Who would you say are some of your biggest influences?
At the moment? I don’t know, it’s sort of a funny thing because we all listen to so many different kinds of music. There are definitely people I always return to, like David Bowie, Miles Davis or Autechre. I think everyone has got something to say, that’s what I tend to gravitate towards. I appreciate it on some levels but I tend to avoid returning to music that is very style or aesthetically based. I’m more a fan of people who have got something to say and not be afraid to explore the limits of that over a long period of time.
You’re about to start on your Australian tour, and you’ve recently supported some pretty big names like Gotye and Menomena. Do you think that being the headline act changes the energy of your shows much?
Absolutely. You have to stretch a set over a much longer period of time and you also get to play for people who you wouldn’t necessarily get to play to in an opening spot, playing to someone else’s audience. The set list changes quite a lot. We’ve been doing lots of support internationally recently, so it’s been a while. I think the last time we played a headline show in Australia was over two years ago, far too long actually, and we’re quite keen to be playing at home a lot more.
One of the big talking points has been the transformation of Richard into the frontman of the band. Has that changed your live shows a lot, and does it mean you play less older material as well?
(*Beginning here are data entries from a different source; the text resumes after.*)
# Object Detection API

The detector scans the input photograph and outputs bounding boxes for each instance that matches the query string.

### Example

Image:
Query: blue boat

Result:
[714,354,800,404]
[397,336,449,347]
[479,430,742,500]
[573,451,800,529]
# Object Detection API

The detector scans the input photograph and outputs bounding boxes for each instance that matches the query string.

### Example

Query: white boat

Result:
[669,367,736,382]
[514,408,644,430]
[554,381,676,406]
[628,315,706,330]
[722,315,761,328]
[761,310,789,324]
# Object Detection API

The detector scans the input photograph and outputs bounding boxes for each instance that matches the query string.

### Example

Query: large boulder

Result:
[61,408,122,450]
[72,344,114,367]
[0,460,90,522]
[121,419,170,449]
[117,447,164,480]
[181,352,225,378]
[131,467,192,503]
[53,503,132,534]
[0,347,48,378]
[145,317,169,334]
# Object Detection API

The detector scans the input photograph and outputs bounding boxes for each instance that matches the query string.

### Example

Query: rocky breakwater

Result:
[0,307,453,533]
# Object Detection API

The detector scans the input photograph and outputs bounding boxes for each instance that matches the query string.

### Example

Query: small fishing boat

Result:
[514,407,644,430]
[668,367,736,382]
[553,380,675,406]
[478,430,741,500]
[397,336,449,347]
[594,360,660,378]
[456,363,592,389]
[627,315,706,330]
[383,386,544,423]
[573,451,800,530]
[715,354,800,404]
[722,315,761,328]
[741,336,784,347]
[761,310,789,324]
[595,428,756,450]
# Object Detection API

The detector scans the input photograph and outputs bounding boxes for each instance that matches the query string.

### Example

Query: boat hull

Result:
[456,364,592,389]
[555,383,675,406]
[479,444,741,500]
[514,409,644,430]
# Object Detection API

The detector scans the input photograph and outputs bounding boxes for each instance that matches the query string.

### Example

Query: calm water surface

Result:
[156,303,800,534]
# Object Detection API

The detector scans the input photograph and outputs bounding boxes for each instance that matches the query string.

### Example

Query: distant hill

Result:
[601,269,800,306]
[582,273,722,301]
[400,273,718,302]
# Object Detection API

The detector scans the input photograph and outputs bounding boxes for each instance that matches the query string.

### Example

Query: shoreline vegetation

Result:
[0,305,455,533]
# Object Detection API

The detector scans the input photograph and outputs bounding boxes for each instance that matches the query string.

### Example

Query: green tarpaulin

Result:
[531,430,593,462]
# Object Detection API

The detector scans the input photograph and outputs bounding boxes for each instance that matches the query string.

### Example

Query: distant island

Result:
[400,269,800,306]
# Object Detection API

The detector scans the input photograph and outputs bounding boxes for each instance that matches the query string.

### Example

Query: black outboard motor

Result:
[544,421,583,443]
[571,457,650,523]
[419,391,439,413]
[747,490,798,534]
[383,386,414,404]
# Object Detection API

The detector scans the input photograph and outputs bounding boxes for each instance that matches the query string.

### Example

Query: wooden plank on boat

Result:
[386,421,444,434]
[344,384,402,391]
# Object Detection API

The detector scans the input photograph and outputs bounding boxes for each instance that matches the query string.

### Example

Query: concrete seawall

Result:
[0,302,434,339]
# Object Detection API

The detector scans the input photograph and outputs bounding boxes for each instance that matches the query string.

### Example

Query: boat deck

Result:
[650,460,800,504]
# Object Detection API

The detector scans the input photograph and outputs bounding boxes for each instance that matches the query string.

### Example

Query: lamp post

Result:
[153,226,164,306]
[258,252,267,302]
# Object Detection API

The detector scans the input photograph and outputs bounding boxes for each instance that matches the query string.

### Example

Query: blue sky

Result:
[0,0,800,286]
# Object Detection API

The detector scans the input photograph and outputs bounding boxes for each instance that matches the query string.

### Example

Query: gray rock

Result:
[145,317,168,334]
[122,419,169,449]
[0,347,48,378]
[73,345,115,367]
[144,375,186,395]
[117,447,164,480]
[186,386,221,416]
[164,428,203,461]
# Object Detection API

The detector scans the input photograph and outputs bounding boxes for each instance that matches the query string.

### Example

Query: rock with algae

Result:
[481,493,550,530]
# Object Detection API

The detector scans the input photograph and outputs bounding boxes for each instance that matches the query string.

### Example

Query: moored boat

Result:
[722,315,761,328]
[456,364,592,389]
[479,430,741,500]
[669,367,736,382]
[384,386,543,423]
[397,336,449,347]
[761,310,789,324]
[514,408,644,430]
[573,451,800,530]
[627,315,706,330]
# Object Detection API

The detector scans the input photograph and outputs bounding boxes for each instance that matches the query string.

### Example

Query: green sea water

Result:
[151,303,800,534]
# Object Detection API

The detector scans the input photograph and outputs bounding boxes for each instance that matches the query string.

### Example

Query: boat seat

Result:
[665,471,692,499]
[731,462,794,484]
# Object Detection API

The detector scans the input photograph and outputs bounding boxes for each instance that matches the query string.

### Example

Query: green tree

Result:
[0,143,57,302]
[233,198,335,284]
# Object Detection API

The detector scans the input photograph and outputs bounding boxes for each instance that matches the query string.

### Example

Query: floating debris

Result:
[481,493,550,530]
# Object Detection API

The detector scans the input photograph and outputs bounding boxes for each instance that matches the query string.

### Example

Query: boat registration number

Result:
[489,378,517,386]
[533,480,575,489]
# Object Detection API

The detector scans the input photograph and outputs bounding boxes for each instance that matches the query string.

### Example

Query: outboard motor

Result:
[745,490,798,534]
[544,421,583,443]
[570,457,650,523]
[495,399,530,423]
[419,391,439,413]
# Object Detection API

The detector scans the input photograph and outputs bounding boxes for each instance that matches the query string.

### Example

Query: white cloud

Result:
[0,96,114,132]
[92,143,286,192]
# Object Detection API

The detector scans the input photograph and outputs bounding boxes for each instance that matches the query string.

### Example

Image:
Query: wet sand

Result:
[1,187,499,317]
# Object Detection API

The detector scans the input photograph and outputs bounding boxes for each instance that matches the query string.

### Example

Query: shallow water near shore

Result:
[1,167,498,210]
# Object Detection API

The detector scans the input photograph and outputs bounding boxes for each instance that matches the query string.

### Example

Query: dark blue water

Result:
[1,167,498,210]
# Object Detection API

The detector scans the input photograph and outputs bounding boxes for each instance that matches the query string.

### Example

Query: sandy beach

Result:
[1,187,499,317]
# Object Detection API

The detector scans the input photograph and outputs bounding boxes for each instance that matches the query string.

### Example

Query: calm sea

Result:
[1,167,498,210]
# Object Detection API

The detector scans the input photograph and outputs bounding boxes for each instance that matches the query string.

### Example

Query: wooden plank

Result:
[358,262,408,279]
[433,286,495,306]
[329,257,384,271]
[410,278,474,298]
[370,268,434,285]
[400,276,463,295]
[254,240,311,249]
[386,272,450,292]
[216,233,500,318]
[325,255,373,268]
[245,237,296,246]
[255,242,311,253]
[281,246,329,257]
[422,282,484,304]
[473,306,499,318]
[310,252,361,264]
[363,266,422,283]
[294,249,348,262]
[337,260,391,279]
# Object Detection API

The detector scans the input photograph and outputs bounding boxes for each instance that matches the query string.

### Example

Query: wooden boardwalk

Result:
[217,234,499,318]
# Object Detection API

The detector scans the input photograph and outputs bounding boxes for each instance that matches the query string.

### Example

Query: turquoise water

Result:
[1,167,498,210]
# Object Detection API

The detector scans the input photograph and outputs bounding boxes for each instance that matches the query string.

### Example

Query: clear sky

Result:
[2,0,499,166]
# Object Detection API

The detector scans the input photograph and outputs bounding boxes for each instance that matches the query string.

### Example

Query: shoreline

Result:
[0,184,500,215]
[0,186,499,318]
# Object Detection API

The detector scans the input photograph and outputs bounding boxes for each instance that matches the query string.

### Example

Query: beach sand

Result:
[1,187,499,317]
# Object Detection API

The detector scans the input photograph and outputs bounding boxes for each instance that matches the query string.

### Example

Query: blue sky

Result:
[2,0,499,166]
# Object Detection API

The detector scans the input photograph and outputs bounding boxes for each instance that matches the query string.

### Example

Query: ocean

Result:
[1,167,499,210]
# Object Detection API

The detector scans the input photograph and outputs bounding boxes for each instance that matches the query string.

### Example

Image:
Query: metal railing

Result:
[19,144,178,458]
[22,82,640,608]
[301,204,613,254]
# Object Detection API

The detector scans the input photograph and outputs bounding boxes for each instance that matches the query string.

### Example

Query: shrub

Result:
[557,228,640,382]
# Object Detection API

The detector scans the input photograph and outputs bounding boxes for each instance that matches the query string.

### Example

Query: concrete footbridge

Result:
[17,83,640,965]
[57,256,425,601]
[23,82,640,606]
No, I don’t feel like there’s been a great shift. The live show’s really evolved over the last few years and I think when you have a good dynamic in the band you roll with the shifts and know how to support each other and play to each others strengths. I’m pretty certain there wasn’t a moment when Richard looked himself in the mirror and said “I’m the frontman now”. The previous record had singing on it but we got more safe and patient with ideas, so we’re writing better songs and producing more compact, focused music.
What do you think has been your favourite gig?
There’s a couple, for totally different reasons. One of the first gigs the three of us did in Sydney, we opened for a couple of nights before our album came out. The walls were sweating; I just remember it being really fun. We did a gig at a football stadium in Italy as support for The Chemical Brothers, that was pretty weird. We thought it was some sort of festival, but when we turned up it was literally a football stadium filled with ten thousand people and we were main support for The them. It was pretty amazing.
What do you think the future holds for PVT?
I don’t know. What does the future hold for any of us? Well in the immediate future it’s touring this record, but beyond that, we’re already sort of fucking around with new ideas to be honest. I don’t think I ever had any idea what we were doing, but that’s exciting, because it means we’re doing something potentially amazing or potentially awful, but we’re just going to fucking explore it a bit better and see where it leads.